Financial Accounting: Comprehensive Problem 8 Porter Corporation's balance sheet

Financial Accounting 
Comprehensive Problem 8 
Porter Corporation's balance sheet at December 31, 2011, is presented below. 
PORTER CORPORATION 
Balance Sheet 
December 31, 2011 
Cash 13,170 Accounts payable 8,640 
Accounts receivable 19,200 Common stock 19,900 
Allowance for doubtful accounts (760) Retained earnings 12,250 
Inventory 9,180 
$40,790 $40,790 

During January 2012, the following transactions occurred. Porter uses the perpetual inventory method. 
Jan. 1 Porter accepted a 4-month, 8% note from Anderko Company in payment of Anderko's $1,200 account. 
3 Porter wrote off as uncollectible the accounts of Elrich Corporation ($400) and Rios Company ($200). 
8 Porter purchased $18,170 of inventory on account. 
11 Porter sold for $26,400 on account inventory that cost $17,620. 
15 Porter sold inventory that cost $700 to Fred Berman for $1,500. Berman charged this amount on his Visa First Bank card.

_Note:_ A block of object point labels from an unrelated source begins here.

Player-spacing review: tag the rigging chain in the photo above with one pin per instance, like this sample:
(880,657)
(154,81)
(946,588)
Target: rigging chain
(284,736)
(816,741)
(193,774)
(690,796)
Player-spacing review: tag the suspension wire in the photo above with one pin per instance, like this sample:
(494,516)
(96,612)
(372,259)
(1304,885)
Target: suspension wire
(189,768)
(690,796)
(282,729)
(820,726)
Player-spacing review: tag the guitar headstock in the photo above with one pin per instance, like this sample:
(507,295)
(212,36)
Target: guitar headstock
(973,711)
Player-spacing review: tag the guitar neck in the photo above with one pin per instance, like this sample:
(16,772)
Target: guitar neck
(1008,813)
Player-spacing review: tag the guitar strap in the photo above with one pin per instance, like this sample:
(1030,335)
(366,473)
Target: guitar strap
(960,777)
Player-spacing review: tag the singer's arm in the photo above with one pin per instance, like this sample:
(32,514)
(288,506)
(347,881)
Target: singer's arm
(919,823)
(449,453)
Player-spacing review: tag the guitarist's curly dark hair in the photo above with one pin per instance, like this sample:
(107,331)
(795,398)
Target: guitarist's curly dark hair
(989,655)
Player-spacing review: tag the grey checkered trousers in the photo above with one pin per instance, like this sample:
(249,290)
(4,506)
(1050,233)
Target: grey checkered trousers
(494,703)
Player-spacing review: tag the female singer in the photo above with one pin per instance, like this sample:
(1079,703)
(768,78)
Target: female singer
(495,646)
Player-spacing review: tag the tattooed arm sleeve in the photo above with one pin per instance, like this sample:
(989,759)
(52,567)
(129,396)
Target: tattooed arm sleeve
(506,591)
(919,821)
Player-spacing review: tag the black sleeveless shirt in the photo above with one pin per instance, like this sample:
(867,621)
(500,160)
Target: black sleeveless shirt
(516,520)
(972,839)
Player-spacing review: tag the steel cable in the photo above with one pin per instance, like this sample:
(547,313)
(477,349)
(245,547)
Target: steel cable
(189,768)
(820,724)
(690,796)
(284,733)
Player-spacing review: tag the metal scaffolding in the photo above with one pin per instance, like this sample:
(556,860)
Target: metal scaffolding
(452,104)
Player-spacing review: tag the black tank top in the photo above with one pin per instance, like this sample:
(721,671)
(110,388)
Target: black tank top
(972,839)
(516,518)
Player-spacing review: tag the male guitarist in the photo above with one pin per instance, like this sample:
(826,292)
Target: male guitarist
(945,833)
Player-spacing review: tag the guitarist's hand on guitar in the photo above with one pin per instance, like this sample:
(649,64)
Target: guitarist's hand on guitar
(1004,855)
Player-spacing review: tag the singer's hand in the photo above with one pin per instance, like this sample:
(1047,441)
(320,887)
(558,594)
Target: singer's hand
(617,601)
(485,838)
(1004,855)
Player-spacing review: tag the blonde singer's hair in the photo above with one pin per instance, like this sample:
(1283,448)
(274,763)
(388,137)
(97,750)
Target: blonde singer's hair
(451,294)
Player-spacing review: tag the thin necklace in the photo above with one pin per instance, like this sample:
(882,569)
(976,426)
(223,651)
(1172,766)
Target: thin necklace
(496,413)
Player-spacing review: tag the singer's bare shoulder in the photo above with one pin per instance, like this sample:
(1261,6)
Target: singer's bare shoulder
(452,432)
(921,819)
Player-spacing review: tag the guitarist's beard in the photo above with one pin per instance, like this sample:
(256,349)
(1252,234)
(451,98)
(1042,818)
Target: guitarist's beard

The service fee charged Porter by First Bank is 3%. 
17 Porter collected $20,900 from customers on account. 
21 Porter paid $16,610 on accounts payable. 
24 Porter received payment in full ($200) from Rios Company on the account written off on January 3. 

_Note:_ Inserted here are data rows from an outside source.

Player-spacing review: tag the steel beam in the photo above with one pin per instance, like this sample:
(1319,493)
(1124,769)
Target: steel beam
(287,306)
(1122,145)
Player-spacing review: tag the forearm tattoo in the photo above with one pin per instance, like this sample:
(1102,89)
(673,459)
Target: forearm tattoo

27 Porter purchased advertising supplies for $1,450 cash. 
31 Porter paid other operating expenses, $3,040. 

Adjustment data: 
1. Interest is recorded for the month on the note from January 1. 

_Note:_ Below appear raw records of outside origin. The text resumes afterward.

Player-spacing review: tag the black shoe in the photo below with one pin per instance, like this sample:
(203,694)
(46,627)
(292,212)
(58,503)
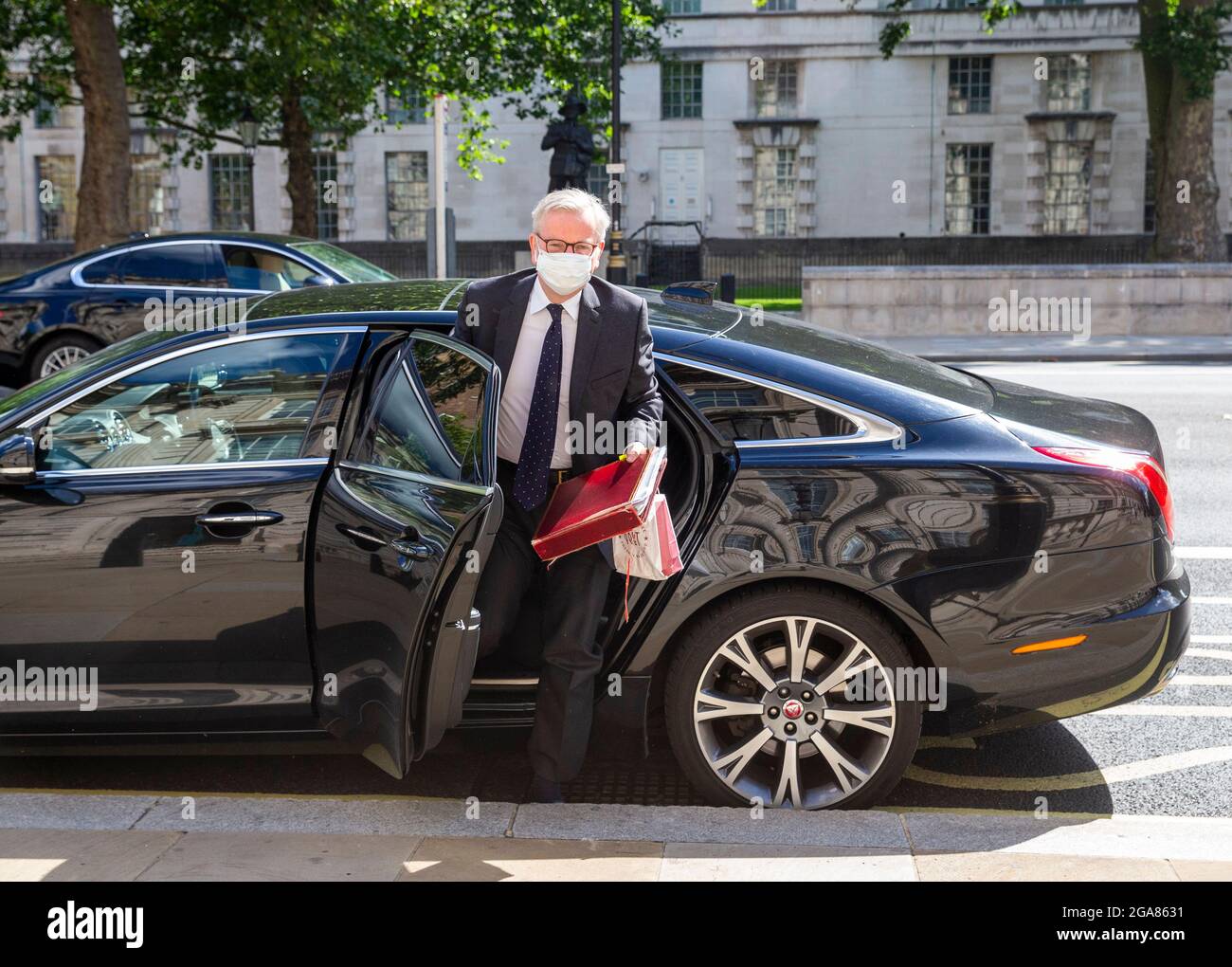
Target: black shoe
(545,790)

2. Bad debts are expected to be 6% of the January 31, 2012, accounts receivable. 
3. A count of advertising supplies on January 31, 2012, reveals that $530 remains unused. 
4. The income tax rate is 30%. (Hint: Prepare the income statement up to 'Income before taxes' and multiply by 30% to compute the amount; round to whole dollars.) 

Instructions: 
a. Prepare journal entries for the transactions listed above and adjusting entries. (Round answers to 0 decimal places, e.g. 1,250. Credit account titles are automatically indented when amount is entered. Do not indent manually.) 
(Include entries for cost of goods sold using the perpetual system.)  
b. Prepare an adjusted trial balance at January 31, 2014. 
c. Prepare an income statement and a retained earnings statement for the month ending January 31, 2014, and a classified balance sheet as of January 31,2014.